Назревает серьезный кризис, который невозможно не замечать и замалчивать, иначе серьезно заболеешь и в итоге все равно вынуждена будешь признать банкротство души. Банкротство души? Согласна, это выражение пристало лишь салонному психологу из псевдоинтеллектуальной телепрограммы, но смысл понятен: гнев, если его не высказать, рано или поздно прорвется. Она действительно банкрот.

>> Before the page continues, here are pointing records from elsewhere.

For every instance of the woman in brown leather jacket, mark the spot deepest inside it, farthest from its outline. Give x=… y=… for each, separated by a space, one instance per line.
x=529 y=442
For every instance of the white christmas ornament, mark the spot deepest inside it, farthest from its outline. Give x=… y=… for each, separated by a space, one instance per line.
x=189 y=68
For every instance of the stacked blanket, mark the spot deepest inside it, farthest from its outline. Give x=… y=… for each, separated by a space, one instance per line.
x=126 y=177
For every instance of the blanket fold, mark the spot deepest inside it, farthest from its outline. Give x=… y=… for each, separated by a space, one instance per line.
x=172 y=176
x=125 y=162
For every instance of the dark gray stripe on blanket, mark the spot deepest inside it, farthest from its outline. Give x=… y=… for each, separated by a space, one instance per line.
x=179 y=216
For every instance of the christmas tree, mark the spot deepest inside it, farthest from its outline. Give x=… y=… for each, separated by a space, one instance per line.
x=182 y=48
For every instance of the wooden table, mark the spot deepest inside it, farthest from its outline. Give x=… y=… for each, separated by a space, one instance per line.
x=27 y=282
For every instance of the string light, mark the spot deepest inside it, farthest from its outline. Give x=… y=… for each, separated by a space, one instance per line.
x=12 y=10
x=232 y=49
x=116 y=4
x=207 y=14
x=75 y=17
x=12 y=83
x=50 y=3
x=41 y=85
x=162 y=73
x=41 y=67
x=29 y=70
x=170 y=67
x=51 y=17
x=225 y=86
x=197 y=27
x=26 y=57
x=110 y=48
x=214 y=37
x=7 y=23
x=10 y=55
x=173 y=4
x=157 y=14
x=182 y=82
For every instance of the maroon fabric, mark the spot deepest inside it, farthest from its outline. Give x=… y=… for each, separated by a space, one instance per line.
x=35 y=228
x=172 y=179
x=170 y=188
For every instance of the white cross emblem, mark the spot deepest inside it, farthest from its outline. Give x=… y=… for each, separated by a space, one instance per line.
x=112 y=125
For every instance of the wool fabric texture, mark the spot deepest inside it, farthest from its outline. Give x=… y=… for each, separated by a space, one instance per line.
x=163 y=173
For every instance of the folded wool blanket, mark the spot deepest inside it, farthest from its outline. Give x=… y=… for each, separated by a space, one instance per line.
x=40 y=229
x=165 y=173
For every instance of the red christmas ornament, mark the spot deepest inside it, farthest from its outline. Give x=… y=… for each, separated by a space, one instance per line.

Лаура была человеком деятельным, сильной личностью. Она не хотела ни жить в долг, ни идти ко дну. Она обязательно выберется на берег, но сначала тщательно обследует все подводные камни — опасные ловушки, которые расставило ей подсознание.
Глава одиннадцатая
Ура! Приглашение на ужин к Карло Бонино прибыло, как швейцарский поезд, — точно по расписанию. Достаточно было сказать Ломбарди, что она не упадет в глазах своего ненаглядного, если признается ему, что хочет от него любви образца восемнадцатого века, и похвалить душевные и профессиональные качества Маурицио Кело, с которым они так хорошо ладят. Его имя — известный знак качества. Еще одна из ее уловок — упомянуть в нужный момент фамилию своего мужа, уточнив, что это сын того самого Дучо Герардески, знаменитого архитектора, который проектировал музеи и города будущего, а им не подарил даже маленькой квартирки в центре. Они вынуждены жить в жалкой берлоге на окраине (пятьдесят квадратных метров, первый этаж, окна во двор), доставшейся ей по наследству от тетки Джузеппины, в которой она жила в студенческие годы, когда отец женился на своей лахудре. Ладно, черт с ним, лучше о нем не думать. О родителях Джакопо, впрочем, тоже. Два засушенных интеллектуала, но у матери душа все-таки есть. Классический случай: поседевшей женщине под пятьдесят пришлось уступить своего мужа двадцатилетней соплячке. Снобы тоже плачут. Ну и наплевать! Пусть плачут, о них всегда найдется кому позаботиться. Отпуск обещал быть сногсшибательным: до сих пор ни намека на Серени. Может, она отложила поездку на неделю из-за несчастья с подругой? Может, именно из-за Гаи, они ведь так близки? Ох уж эта женская дружба. Впрочем, все равно, главное, что мерзавкам в этом сезоне ничего не светит. Удача ей наконец улыбнулась — у нее будет больше времени, чтобы обработать Марию Розу и убедить ее, что дружба с Серени — это cheap and out, разве можно дружить с той, что носит только розовое и голубое, разгуливает по пляжу в мини-бикини и подбирает сумки под цвет туфель?! Просто смешно. Странно, что Карло не запретил Ломбарди водиться с Лаурой. Ах, ну конечно, она забыла про «Разбитые сердца» — Лаурину рубрику в одном известном журнале: этого вполне достаточно, чтобы тебя признали здесь за свою. Может, Рита и преувеличивает, но может же она хотя бы в мыслях размазать по стене ту, которую всю жизнь так ненавидела за благородство и красоту. И Монику Белуччи — новоиспеченную кинодиву, Венеру двадцать первого века — за красоту и совершенство тела надо отравить крысиным ядом. Их обеих надо отравить. И если представится такая возможность, Рита ее не упустит.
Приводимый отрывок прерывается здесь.